In People v Haney (supra), for example, the defendant's automobile struck and killed a pedestrian who had just stepped off a city bus and was crossing the street, at an intersection, with a green light in her favor. In reinstating an indictment which the courts below had dismissed, we pointed to the Grand Jury evidence of the defendant's blameworthy, risk-creating conduct: defendant had failed to obey a red traffic signal and he was traveling at an unlawfully high rate of speed.
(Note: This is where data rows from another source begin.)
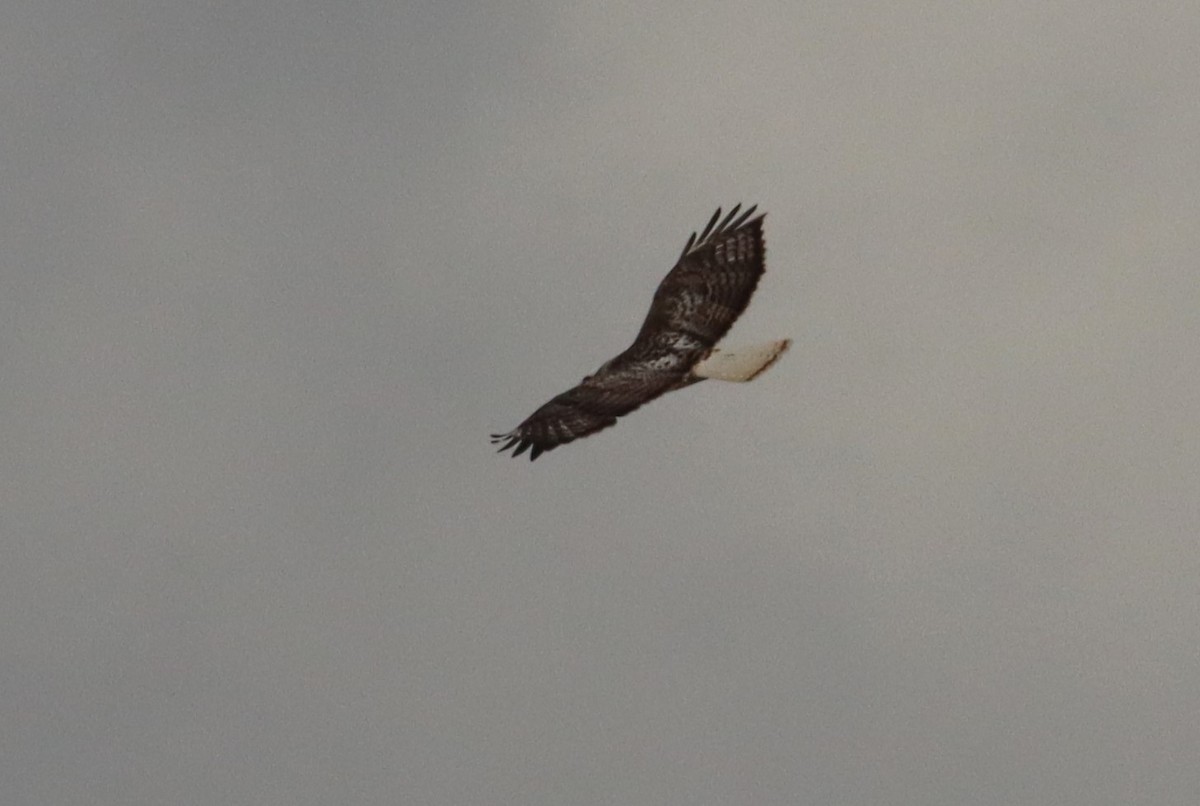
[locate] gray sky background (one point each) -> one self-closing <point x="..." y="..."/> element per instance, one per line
<point x="270" y="272"/>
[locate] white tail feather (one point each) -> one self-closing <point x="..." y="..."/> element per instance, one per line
<point x="741" y="364"/>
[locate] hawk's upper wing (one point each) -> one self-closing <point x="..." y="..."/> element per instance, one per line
<point x="712" y="282"/>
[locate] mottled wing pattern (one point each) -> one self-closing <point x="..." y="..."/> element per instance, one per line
<point x="588" y="408"/>
<point x="712" y="282"/>
<point x="693" y="308"/>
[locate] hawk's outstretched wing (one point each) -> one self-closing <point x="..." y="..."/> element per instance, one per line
<point x="693" y="308"/>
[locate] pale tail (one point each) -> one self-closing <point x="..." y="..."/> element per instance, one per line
<point x="741" y="364"/>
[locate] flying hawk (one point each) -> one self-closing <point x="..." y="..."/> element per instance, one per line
<point x="693" y="308"/>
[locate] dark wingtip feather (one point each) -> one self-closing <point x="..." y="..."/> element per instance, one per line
<point x="708" y="227"/>
<point x="721" y="227"/>
<point x="744" y="217"/>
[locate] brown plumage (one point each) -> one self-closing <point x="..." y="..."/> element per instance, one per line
<point x="693" y="308"/>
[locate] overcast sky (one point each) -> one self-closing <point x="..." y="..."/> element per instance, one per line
<point x="270" y="272"/>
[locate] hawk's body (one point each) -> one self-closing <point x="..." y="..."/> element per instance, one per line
<point x="693" y="308"/>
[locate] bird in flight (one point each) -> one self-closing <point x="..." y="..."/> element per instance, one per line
<point x="693" y="308"/>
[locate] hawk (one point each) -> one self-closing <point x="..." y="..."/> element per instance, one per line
<point x="693" y="308"/>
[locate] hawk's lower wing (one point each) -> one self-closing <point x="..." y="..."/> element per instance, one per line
<point x="591" y="407"/>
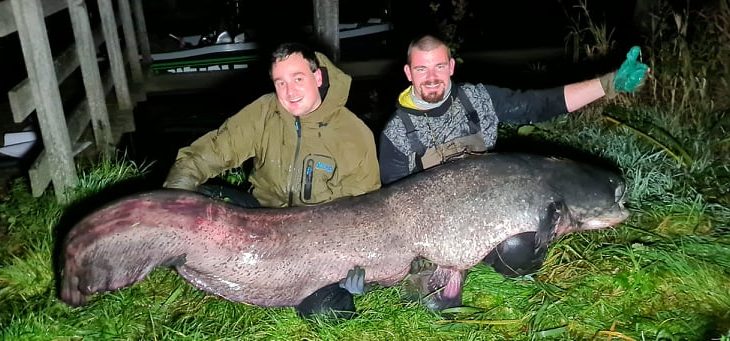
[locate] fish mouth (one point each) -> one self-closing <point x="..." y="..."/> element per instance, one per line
<point x="613" y="217"/>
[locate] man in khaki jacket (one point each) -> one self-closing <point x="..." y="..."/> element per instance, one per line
<point x="307" y="147"/>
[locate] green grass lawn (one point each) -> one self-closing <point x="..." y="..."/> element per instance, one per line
<point x="664" y="274"/>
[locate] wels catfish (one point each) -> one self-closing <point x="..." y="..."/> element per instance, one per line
<point x="452" y="215"/>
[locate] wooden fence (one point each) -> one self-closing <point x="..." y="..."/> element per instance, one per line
<point x="109" y="116"/>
Defendant's conduct could not, we concluded, "be characterized as mere carelessness, sufficient only to establish liability for ordinary civil negligence." (30 NY2d, at 336.) In People v Soto (44 NY2d 683), this court upheld the conviction of a defendant whose car collided with a vehicle stopped at a traffic signal, thus destroying the vehicle and killing its driver. We based our decision on the trial testimony establishing that the defendant had been driving at an excessive rate of speed, on a moderately traveled city street, while engaged in a "drag race".
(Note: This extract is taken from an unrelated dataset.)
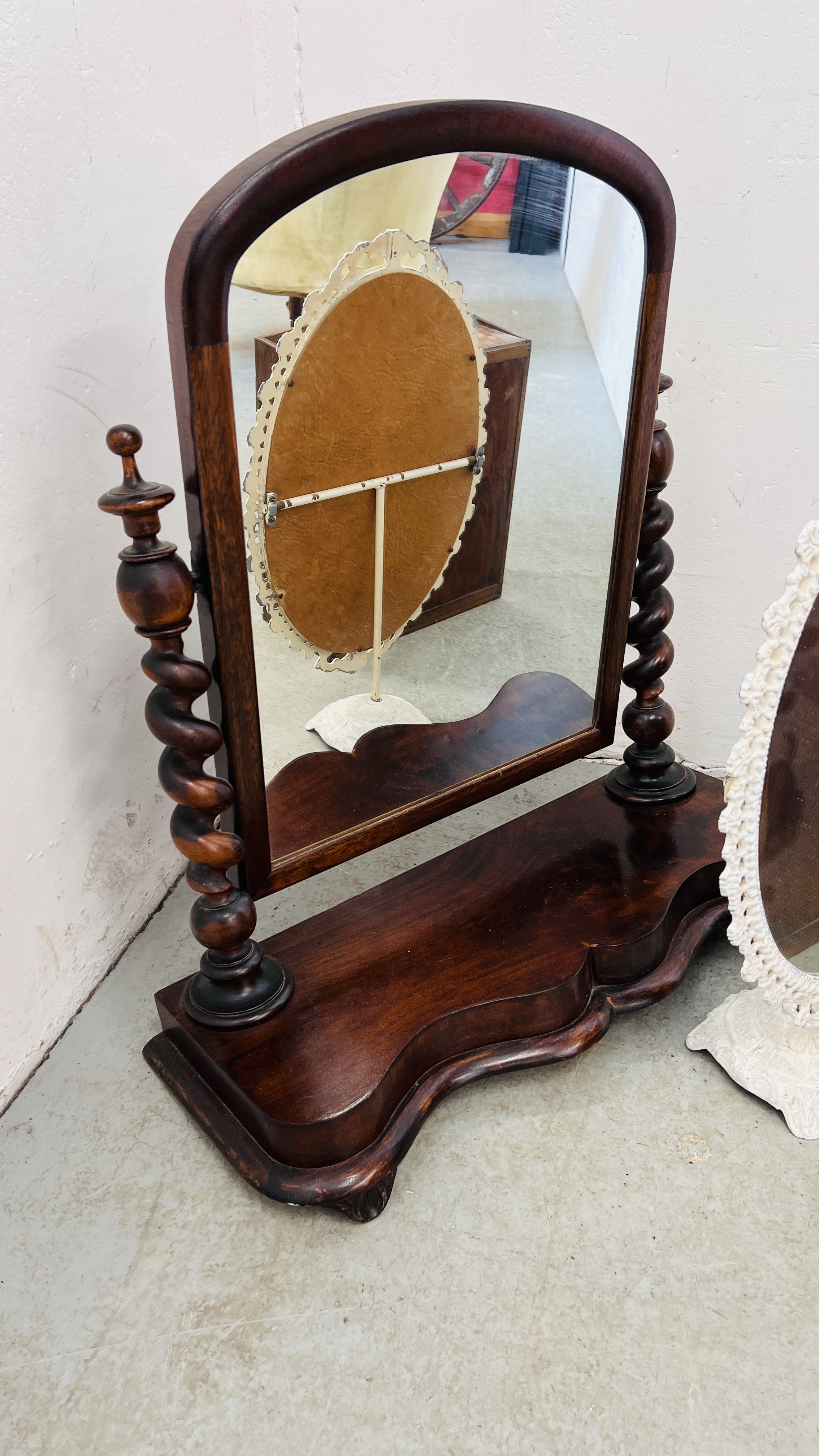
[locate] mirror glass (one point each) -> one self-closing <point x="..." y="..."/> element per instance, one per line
<point x="789" y="823"/>
<point x="495" y="573"/>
Similarly, in People v Ricardo B. (supra), we rejected defendant's contention that the evidence was legally insufficient. There was testimony in that case that defendant was traveling between 70 to 90 miles per hour, on a busy metropolitan road, through an intersection which the victim's automobile had just crossed with a green light in its favor, and was racing side-by-side with another when both their vehicles struck the victim. The facts in People v Paul V. S. (75 NY2d 944 [decided today]) also point up the distinction. There, the proof established that defendant drove at excessive speed (at least 90 miles per hour in a 55 miles per hour speed zone), accelerated after being warned by his passenger to slow down, continued past a line of cars which the police had stopped and ultimately struck a State Trooper. In Paul V. S. and Ricardo B., as in Soto and Haney, the evidence established not only "nonperception" of a risk, but also that the risk was wrongfully "created by [defendant's] conduct" (73 NY2d, at 236).
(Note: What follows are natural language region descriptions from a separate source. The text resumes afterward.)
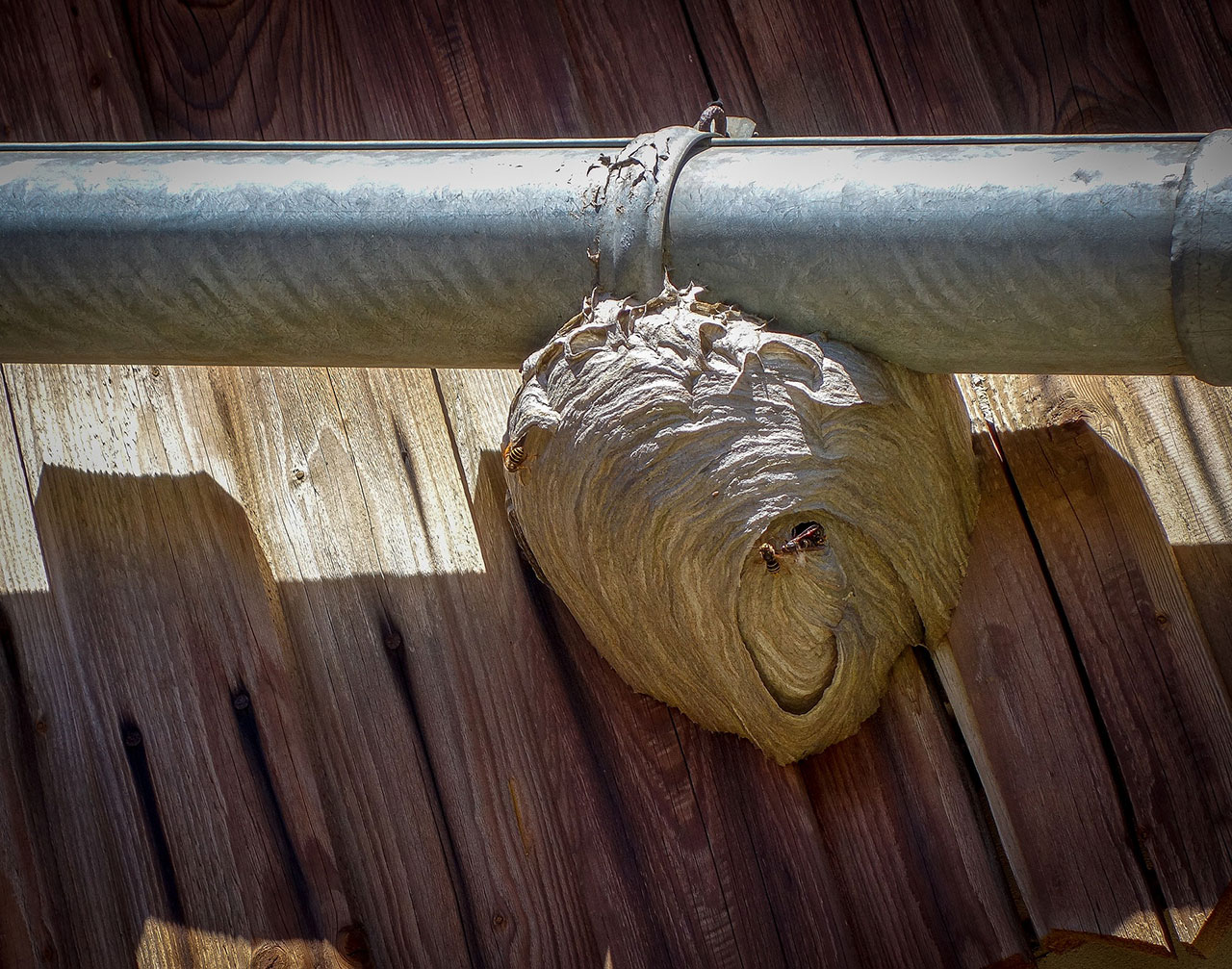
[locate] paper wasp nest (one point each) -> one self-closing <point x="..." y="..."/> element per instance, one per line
<point x="748" y="524"/>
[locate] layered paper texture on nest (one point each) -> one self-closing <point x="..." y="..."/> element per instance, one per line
<point x="654" y="453"/>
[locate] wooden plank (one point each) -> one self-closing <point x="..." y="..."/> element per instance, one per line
<point x="188" y="707"/>
<point x="31" y="921"/>
<point x="1132" y="621"/>
<point x="1129" y="607"/>
<point x="1191" y="47"/>
<point x="911" y="855"/>
<point x="830" y="873"/>
<point x="68" y="74"/>
<point x="1099" y="78"/>
<point x="951" y="66"/>
<point x="796" y="68"/>
<point x="268" y="69"/>
<point x="352" y="475"/>
<point x="708" y="873"/>
<point x="1009" y="674"/>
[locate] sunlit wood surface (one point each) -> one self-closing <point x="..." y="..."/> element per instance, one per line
<point x="278" y="691"/>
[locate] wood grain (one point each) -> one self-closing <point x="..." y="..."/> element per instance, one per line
<point x="66" y="73"/>
<point x="188" y="705"/>
<point x="796" y="68"/>
<point x="1020" y="703"/>
<point x="795" y="850"/>
<point x="1191" y="45"/>
<point x="1099" y="76"/>
<point x="1142" y="642"/>
<point x="391" y="624"/>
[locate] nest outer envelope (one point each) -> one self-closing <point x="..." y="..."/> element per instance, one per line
<point x="656" y="447"/>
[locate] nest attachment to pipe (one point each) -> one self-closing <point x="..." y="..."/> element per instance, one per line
<point x="748" y="524"/>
In the present case, there is no question that defendant's failure to see the vehicle stopped in the lane ahead of him resulted in the fatal accident. That failure may well constitute civil negligence. But the proof does not establish criminal negligence. As contrasted with Paul V. S., Ricardo B., Soto and Haney, the evidence does not show that defendant was engaged in any criminally culpable risk-creating conduct -- e.g., dangerous speeding, racing, failure to obey traffic signals, or any other misconduct that created or contributed to a "substantial and unjustifiable" risk of death. Rather, it establishes only that defendant inexplicably failed to see the vehicle until he was so close that he could not prevent the collision. Though it resulted in two tragic deaths, that unexplained failure, without more, does not constitute criminally negligent homicide.

Accordingly, the order of the Appellate Division should be reversed, and the indictment dismissed.